Reducing harm caused by alcohol


Alcohol Focus Scotland welcomes new WHO report on alcohol pricing

Alcohol Focus Scotland welcomes new WHO report on alcohol pricing: Europe ignores cost-effective ways to lower health risks

According to the new WHO Europe report, “Alcohol pricing in the WHO European Region”, increasing the prices that consumers pay for alcohol is one of the most cost-effective tools available for policy-makers looking to reduce alcohol consumption and associated harm.

The report highlights minimum unit pricing as an approach that can reduce both alcohol consumption and health inequalities.

In response to the publication of the report, Alison Douglas, chief executive of Alcohol Focus Scotland said,  “This report provides further evidence of the important role that minimum unit pricing can play in helping reduce the devastating impact of alcohol consumption on so many people’s lives.  Scotland should be proud of the role it has played in pioneering this policy, which other countries are now learning from. 

“Minimum unit pricing (MUP) is estimated to have reduced off-sales in Scotland by 4-5% in its first year of operation.

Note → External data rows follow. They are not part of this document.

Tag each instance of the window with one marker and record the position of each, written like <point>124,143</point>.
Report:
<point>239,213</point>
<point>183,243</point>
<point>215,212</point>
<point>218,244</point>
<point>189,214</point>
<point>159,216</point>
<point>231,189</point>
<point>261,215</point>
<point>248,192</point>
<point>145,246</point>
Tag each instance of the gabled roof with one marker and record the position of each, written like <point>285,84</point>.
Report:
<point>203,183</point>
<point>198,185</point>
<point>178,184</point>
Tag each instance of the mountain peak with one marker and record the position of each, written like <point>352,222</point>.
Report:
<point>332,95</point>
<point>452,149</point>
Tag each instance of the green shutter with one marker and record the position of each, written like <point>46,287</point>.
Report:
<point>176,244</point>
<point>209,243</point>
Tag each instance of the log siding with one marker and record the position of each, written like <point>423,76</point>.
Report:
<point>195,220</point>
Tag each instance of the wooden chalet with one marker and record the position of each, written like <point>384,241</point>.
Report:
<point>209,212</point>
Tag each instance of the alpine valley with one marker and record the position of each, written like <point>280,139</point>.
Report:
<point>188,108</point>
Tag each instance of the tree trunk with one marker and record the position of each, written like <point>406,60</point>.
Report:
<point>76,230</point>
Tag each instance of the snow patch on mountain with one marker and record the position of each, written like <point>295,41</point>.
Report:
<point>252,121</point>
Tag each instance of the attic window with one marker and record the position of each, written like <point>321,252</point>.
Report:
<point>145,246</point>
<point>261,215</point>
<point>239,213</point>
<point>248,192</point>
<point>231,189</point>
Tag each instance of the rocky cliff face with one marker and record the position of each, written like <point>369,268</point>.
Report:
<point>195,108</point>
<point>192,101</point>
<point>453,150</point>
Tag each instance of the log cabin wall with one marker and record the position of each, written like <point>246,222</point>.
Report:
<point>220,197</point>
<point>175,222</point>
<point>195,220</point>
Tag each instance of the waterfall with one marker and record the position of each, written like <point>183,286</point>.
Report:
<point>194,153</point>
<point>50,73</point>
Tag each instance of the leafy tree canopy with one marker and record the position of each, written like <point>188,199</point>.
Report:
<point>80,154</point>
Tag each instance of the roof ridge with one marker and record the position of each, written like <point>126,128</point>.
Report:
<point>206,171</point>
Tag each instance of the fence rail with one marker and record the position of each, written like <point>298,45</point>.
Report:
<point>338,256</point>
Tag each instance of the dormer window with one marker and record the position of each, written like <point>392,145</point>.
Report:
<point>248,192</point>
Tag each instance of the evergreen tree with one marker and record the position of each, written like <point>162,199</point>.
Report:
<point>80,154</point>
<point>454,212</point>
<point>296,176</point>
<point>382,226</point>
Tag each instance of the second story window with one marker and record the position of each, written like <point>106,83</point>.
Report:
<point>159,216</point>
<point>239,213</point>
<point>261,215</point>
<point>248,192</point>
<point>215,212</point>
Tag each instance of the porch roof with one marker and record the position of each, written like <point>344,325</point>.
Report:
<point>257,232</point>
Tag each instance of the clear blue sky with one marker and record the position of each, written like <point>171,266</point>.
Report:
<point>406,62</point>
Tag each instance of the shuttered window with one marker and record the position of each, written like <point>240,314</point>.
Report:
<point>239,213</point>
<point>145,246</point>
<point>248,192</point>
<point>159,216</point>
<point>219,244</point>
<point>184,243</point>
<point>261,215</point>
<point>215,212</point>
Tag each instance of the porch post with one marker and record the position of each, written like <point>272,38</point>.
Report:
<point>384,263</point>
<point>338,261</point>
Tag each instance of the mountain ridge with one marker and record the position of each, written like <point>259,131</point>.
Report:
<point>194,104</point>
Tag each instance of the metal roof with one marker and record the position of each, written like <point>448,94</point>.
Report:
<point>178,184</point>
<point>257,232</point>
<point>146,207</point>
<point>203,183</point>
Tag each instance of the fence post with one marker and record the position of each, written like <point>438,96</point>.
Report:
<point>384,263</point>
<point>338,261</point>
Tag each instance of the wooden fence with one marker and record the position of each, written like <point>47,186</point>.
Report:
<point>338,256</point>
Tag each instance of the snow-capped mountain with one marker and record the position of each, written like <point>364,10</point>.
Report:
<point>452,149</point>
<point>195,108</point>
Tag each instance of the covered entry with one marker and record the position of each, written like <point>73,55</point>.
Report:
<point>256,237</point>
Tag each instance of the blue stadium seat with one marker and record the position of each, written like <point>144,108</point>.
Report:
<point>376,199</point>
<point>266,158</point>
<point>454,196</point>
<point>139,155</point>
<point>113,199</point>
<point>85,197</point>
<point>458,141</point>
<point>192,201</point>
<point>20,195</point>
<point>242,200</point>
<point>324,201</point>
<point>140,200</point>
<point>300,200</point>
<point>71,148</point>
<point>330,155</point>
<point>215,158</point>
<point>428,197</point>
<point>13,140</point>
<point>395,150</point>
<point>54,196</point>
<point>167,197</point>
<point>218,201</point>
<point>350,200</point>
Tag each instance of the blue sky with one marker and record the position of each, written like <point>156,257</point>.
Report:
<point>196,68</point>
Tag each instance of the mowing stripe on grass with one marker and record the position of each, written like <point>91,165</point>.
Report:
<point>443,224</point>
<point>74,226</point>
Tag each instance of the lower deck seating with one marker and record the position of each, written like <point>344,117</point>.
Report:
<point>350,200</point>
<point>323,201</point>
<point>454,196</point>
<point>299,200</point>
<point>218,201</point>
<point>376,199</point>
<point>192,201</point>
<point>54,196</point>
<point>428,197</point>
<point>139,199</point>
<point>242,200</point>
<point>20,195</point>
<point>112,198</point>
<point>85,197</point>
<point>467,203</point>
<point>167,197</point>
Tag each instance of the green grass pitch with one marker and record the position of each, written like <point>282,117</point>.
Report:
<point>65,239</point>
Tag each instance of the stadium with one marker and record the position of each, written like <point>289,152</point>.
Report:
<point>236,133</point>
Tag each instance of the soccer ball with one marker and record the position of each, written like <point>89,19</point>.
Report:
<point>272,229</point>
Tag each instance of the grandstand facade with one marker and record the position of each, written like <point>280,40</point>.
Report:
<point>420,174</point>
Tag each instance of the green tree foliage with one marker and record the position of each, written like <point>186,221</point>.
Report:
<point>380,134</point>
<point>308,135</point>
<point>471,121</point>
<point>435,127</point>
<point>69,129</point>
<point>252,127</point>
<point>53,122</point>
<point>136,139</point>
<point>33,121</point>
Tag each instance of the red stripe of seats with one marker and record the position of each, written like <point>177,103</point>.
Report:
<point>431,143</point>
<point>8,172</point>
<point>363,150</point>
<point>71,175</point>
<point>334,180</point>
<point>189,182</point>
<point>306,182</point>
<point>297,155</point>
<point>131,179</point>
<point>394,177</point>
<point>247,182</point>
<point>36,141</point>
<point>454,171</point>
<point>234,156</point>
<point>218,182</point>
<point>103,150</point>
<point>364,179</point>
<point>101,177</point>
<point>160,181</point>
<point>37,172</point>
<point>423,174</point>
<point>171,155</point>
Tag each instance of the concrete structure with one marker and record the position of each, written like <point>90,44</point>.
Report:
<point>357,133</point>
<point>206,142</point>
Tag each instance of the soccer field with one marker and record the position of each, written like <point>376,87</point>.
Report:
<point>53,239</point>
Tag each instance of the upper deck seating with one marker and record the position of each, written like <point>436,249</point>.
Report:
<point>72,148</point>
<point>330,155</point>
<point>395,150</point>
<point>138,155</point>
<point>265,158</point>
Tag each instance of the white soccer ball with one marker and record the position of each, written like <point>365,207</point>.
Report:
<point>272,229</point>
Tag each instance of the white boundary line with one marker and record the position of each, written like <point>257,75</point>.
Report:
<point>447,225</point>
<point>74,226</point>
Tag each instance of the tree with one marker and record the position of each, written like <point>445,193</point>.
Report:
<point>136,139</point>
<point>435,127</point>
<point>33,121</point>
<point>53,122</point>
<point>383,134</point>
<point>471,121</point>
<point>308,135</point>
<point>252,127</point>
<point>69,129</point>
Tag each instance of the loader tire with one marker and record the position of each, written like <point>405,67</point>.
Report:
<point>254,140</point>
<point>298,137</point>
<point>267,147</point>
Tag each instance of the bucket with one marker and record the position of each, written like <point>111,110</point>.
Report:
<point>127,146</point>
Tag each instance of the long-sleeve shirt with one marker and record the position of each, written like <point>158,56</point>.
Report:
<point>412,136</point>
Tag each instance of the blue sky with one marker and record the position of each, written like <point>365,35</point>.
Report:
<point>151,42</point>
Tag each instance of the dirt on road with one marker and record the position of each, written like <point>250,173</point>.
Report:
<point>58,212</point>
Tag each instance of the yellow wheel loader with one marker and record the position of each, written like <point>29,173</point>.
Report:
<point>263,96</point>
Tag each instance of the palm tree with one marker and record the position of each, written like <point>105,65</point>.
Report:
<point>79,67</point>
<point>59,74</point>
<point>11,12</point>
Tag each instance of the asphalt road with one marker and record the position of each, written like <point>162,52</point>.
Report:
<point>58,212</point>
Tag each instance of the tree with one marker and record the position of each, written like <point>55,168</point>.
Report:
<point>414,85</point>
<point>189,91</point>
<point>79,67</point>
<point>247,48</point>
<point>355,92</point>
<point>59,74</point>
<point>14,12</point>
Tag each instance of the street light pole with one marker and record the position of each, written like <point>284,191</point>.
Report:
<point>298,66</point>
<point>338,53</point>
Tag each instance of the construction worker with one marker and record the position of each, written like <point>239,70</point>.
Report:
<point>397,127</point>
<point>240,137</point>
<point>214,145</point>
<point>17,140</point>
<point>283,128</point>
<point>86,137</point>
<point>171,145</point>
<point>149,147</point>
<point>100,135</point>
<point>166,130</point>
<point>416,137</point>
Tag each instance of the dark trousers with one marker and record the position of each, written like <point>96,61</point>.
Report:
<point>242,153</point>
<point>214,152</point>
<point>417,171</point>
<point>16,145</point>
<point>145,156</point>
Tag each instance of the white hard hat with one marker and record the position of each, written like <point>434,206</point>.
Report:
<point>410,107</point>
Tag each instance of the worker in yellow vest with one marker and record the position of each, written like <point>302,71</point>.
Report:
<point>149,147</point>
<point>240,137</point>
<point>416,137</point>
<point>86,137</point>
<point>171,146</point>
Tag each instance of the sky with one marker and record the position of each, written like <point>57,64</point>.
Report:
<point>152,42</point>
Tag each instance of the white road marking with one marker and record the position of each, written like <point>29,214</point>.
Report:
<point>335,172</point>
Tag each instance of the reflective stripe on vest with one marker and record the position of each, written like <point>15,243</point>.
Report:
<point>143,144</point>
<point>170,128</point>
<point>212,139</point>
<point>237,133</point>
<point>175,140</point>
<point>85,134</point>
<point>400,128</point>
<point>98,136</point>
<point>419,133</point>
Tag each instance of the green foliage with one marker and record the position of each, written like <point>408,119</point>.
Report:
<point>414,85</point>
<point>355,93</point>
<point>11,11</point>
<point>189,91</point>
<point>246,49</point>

It targets the cheap, high strength drinks favoured by heavier drinkers; some of these products – such as high strength ciders – are no longer stocked in many shops. 

“One of the key benefits of MUP that WHO highlights is that it can help to reduce health inequalities.  It is unfair and unacceptable that Scots living in our poorest communities are more than 4 times more likely to die, and 7 times more likely to be hospitalised, than those in our richest communities.  We need to address the fundamental issues that drive poverty and inequality, but MUP can make a contribution as it benefits poorer, heavier drinkers who are most at risk.

“There has been much discussion about the unequal impact of the coronavirus crisis as well as reports that many of us have been drinking more during lockdown.  It is crucial that our national recovery effort builds on the good work we have started in addressing Scotland’s unhealthy relationship with alcohol.  By addressing how readily available alcohol is, how heavily it is marketed, and by making sure support is there for those who need it, we can improve the lives of thousands of Scots and protect the NHS.”

The evidence in the new report demonstrates that well-chosen pricing policies can help countries not only lower alcohol consumption and associated health risks, but also benefit economies.